The leading theatrical composer of his day, and one of the outstanding musical figures of this century. Those who have long known Norman O’Neill’s music for ‘The Blue Bird’, ‘Mary Rose’, ‘A Kiss for Cinderella’, ‘Kismet’, and so many other plays, can now see that the man himself was as charming and distinctive as everything he wrote. No one has ever been more popular in the world of music or the theatre than O’Neill — and whether as musical director of the Haymarket Theatre for over twenty years, treasurer of the Royal Philharmonic Society, composer and conductor for the BBC, teacher at the R.A.M., or genial companion at the Savage Club, his influence was most widely felt.
—Derek Hudson, 1945
The text is taken from the back cover of Norman O’Neill — A Life in Music, the biography of the composer published in 1945. O’Neill had the misfortune to die in the same year as Elgar, Holst and Delius — he was a friend of all three — and although he was much respected and loved during his lifetime his reputation and music have not fared so well over the past 80 years.

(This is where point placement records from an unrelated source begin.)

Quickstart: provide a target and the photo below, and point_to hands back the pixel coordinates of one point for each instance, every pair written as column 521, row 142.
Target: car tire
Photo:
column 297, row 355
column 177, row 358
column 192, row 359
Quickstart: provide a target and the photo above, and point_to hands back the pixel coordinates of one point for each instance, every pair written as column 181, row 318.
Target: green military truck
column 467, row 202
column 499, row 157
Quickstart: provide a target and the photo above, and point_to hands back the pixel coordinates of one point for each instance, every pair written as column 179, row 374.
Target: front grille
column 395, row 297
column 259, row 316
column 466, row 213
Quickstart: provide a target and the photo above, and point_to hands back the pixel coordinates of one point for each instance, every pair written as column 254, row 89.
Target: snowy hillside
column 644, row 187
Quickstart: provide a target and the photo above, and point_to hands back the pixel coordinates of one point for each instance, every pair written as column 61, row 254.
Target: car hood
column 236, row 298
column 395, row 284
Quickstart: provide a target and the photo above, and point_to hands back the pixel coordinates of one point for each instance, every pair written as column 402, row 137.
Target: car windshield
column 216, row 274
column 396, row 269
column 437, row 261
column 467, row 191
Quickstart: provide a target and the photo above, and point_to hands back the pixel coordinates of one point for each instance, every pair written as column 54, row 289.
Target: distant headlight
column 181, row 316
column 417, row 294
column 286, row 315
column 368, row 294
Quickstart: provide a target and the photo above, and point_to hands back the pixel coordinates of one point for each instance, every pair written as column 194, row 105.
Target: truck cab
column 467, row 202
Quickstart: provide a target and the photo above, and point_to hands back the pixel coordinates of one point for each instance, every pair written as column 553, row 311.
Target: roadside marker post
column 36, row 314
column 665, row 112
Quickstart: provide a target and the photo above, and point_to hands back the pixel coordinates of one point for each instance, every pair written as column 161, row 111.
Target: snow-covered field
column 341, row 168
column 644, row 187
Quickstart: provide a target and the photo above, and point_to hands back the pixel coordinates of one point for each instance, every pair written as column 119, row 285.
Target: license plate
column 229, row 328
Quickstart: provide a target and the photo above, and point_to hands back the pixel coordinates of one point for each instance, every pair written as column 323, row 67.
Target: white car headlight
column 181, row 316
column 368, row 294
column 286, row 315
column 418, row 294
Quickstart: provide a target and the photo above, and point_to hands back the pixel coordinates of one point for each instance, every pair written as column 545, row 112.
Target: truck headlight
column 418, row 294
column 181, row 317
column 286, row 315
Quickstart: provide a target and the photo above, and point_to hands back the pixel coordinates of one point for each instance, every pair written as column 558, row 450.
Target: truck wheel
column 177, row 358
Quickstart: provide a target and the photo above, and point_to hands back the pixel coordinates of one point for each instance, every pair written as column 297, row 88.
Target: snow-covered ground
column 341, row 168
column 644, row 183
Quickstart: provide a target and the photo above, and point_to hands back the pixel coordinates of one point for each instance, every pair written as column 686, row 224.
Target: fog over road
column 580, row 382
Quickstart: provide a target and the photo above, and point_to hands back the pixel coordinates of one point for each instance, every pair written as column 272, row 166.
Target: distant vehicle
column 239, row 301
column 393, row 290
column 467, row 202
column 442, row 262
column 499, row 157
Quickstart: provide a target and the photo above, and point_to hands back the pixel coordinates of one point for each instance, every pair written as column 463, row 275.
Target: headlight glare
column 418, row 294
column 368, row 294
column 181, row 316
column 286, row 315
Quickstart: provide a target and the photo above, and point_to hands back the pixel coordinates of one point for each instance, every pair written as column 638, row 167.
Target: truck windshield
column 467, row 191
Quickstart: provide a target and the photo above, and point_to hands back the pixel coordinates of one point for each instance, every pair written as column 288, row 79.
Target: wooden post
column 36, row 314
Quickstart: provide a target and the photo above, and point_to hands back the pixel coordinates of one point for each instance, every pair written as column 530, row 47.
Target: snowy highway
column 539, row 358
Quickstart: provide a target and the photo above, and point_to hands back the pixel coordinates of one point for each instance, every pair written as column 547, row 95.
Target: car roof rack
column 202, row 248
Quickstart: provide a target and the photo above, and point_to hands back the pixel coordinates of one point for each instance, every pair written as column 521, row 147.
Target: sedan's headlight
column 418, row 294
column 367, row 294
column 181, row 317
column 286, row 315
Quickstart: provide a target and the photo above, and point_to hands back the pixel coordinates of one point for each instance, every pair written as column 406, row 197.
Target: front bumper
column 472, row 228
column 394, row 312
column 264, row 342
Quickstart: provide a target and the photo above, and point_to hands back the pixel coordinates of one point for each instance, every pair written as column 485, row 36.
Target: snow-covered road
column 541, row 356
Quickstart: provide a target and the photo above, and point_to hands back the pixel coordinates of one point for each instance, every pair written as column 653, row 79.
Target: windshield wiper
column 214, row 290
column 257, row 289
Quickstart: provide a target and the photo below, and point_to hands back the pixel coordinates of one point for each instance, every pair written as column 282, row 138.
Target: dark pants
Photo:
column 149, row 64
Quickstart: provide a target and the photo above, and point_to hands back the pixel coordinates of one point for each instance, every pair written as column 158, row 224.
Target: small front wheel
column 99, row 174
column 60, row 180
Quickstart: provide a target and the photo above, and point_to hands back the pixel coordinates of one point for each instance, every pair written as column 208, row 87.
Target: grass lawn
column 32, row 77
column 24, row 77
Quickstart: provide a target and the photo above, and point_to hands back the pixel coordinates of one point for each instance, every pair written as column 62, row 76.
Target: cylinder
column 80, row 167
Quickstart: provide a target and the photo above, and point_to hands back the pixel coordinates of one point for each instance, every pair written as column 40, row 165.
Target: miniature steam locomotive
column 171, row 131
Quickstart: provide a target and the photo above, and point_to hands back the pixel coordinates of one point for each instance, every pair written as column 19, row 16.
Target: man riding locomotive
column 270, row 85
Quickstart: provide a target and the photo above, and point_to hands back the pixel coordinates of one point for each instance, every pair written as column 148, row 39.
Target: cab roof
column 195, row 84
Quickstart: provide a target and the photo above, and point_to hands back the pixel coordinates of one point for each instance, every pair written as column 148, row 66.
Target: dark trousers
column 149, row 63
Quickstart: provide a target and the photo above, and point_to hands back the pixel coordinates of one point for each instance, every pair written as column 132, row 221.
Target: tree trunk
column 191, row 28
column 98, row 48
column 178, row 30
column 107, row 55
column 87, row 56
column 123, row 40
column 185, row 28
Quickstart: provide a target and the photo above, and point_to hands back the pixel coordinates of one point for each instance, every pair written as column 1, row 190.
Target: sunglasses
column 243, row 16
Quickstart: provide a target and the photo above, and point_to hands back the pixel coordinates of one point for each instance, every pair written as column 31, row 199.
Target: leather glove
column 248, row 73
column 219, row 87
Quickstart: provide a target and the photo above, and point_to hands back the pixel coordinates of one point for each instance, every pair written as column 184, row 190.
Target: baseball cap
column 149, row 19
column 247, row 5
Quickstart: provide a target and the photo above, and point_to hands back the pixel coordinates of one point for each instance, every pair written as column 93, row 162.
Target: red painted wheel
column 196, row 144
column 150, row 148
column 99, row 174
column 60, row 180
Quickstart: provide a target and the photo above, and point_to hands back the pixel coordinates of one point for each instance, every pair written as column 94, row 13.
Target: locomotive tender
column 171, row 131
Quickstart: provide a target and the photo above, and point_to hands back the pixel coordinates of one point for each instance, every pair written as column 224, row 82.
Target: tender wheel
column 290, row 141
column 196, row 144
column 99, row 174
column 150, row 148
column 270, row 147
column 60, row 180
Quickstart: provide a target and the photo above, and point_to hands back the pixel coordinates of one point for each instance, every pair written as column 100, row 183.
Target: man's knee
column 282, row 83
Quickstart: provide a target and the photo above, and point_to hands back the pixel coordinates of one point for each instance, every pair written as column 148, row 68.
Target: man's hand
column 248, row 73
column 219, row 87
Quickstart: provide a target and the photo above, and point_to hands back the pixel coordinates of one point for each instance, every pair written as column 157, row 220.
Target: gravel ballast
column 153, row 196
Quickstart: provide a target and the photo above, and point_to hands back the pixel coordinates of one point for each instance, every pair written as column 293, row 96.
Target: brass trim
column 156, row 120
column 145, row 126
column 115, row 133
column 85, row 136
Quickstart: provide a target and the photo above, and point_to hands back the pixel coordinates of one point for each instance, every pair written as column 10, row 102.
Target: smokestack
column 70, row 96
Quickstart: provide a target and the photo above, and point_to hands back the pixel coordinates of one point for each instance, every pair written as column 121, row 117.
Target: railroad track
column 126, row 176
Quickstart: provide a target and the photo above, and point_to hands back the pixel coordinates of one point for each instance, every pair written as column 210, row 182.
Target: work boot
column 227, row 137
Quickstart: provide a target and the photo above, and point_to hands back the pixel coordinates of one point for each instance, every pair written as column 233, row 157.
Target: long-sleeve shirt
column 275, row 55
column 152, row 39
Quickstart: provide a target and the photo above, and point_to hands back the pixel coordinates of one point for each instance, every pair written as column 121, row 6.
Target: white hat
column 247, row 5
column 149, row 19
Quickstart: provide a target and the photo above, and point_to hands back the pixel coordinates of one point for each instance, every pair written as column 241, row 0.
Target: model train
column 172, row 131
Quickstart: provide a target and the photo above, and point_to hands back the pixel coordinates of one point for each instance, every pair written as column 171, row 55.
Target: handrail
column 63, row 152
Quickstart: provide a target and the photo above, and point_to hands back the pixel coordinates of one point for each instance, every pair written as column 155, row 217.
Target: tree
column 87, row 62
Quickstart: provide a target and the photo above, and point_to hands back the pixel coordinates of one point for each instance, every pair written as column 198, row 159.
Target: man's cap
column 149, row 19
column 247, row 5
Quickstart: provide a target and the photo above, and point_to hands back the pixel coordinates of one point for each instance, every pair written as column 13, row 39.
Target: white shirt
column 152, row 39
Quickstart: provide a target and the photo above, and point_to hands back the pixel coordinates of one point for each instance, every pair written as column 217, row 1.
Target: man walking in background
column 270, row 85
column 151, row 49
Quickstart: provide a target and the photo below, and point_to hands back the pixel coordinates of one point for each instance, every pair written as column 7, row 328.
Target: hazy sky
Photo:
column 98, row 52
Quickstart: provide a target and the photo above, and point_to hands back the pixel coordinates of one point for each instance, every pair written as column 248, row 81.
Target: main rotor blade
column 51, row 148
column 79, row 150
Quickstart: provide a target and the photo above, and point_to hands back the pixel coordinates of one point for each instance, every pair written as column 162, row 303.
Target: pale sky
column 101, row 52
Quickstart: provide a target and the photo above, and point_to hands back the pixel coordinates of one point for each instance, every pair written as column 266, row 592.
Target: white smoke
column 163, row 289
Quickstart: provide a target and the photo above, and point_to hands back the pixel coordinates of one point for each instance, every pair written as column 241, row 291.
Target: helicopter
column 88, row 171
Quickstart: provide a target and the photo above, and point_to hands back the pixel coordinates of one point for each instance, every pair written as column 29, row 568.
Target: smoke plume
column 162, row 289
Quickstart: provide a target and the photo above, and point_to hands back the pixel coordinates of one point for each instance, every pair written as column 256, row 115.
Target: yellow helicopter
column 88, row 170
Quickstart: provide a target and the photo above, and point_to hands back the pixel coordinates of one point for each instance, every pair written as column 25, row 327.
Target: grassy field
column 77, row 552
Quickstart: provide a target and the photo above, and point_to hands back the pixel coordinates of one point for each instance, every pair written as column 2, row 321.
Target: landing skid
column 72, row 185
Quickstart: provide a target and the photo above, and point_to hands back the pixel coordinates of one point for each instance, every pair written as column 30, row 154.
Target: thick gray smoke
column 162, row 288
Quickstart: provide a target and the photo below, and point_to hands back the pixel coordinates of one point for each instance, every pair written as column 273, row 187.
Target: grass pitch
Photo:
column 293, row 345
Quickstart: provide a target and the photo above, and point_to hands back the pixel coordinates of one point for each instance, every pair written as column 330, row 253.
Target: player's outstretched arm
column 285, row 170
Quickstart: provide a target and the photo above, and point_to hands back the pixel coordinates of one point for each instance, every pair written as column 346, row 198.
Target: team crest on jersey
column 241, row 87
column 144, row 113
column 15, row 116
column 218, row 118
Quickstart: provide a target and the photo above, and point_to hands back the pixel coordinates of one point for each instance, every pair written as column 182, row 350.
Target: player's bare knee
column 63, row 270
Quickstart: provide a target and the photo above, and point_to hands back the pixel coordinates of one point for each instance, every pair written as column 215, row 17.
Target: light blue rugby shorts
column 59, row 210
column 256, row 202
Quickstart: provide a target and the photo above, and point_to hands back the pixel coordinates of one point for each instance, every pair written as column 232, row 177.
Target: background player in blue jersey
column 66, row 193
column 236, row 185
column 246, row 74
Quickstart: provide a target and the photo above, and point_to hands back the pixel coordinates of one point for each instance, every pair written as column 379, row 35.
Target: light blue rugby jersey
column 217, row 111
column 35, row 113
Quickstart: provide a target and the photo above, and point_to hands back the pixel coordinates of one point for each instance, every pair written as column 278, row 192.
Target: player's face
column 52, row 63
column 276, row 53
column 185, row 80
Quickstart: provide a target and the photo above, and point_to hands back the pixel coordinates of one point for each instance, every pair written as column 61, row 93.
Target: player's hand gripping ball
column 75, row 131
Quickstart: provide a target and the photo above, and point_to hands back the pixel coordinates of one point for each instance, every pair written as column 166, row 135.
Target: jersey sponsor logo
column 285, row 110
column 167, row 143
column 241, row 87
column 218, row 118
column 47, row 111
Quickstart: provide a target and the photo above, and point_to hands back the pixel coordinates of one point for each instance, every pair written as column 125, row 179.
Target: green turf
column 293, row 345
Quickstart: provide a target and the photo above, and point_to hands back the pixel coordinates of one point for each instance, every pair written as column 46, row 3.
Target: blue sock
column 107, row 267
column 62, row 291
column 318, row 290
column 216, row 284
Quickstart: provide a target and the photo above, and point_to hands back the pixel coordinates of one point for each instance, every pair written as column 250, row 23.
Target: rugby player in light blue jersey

Norman O’Neill (1875 – 1934) was the leading British theatrical composer of the 1920s and 30s and was possibly destined for Hollywood at the time of his death. He composed music for more than 50 plays, notably by J.M. Barrie, Shakespeare, A.A. Milne, Ibsen, Walter Scott and Ashley Dukes, showing a remarkable aptitude for devising music which enhanced a situation and reflected the stage characters. He studied composition with Arthur Somervell and subsequently with Iwan Knorr in Frankfurt, alongside fellow students Balfour Gardiner, Percy Grainger, Cyril Scott and Roger Quilter — subsequently nicknamed the ‘Frankfurt Gang’. O’Neill was Musical Director of the Haymarket Theatre (London) from 1908 to 1919 and returned there in 1920 for the production of J.M. Barrie‘s Mary Rose — one of his most successful scores. He was a prolific composer, writing in many genres, and at the time of his untimely death was at the very height of his musical powers.
Soliloquy for double bass and piano is Norman O’Neill‘s only work for double bass and was composed in 1926 for the English double bassist Victor Watson (1886 – 1963). There is no mention of the piece in Derek Hudson‘s book and it was unknown and forgotten until I discovered the manuscript in 2005, 79 years after its premiere. Watson, alongside Eugene Cruft, was one of the most pre-eminent London orchestral bassists of the day, and often performed as a soloist. His recital at London’s Wigmore Hall on Thursday 15 April 1926 was the first double bass recital ever to be heard at the hall and included a wonderfully rich mixture of solo repertoire, where he was joined by Steuart Wilson (tenor), Frank Howard (viola), Herbert Lodge (double bass) and Sidney Crooke (piano).
At the time of the concert, Soliloquy was simply described as New Work and this was its first performance — the concert included five further premieres (Bernard Van Dieren, Charles Woodhouse, Bottesini, Dragonetti/Nanny, Herbert Hughes). The three-page manuscript score of Soliloquy is written in O’Neill’s hand and the work is dedicated to Victor Watson. It is likely that the bassist had known and worked with the composer in London and had simply asked a number of friends to write new works for his Wigmore Hall recital, O’Neill one of them.
Soliloquy is a short lyrical solo, originally in solo tuning, and was composed for a 3-stringed bass, or certainly only uses three strings. Utilising the full solo range of the instrument, it employs long, expansive and lyrical phrases demonstrating the sonorous and cantabile qualities of the solo double bass. A wistful quality, and Delius-like harmonies, produce a work of great quality and beauty and give an indication of the solo performance skills of Victor Watson whose recital was an amazing programme for the day.
Early 20th-century British works for solo double bass are as rare as hen’s teeth this is a work of great quality which deserves a place in the solo repertoire. It is a wonderfully rhapsodic and brief miniature from a composer who was one of the most popular composers of the day, although largely forgotten today. The accompaniment is effective and supportive, full of wonderful and original music which contrasts and enhances the lyrical solo line as the bassist ascends into the higher registers. It had lain unknown and forgotten for many years and I was pleased to give the ‘modern premiere’ on 2 October 2005, and it is now published by Recital Music and with piano accompaniments for both solo and orchestral tuning.
Norman O’Neill’s name is not one generally known today, but he was a composer of high repute during his lifetime, writing music of great quality and musical worth. Why has he been forgotten and overlooked? I have no idea, but there does seem to be a little more interest in his music over the past few years, and I am pleased to have brought this beautiful and exquisite mini-masterpiece back to life.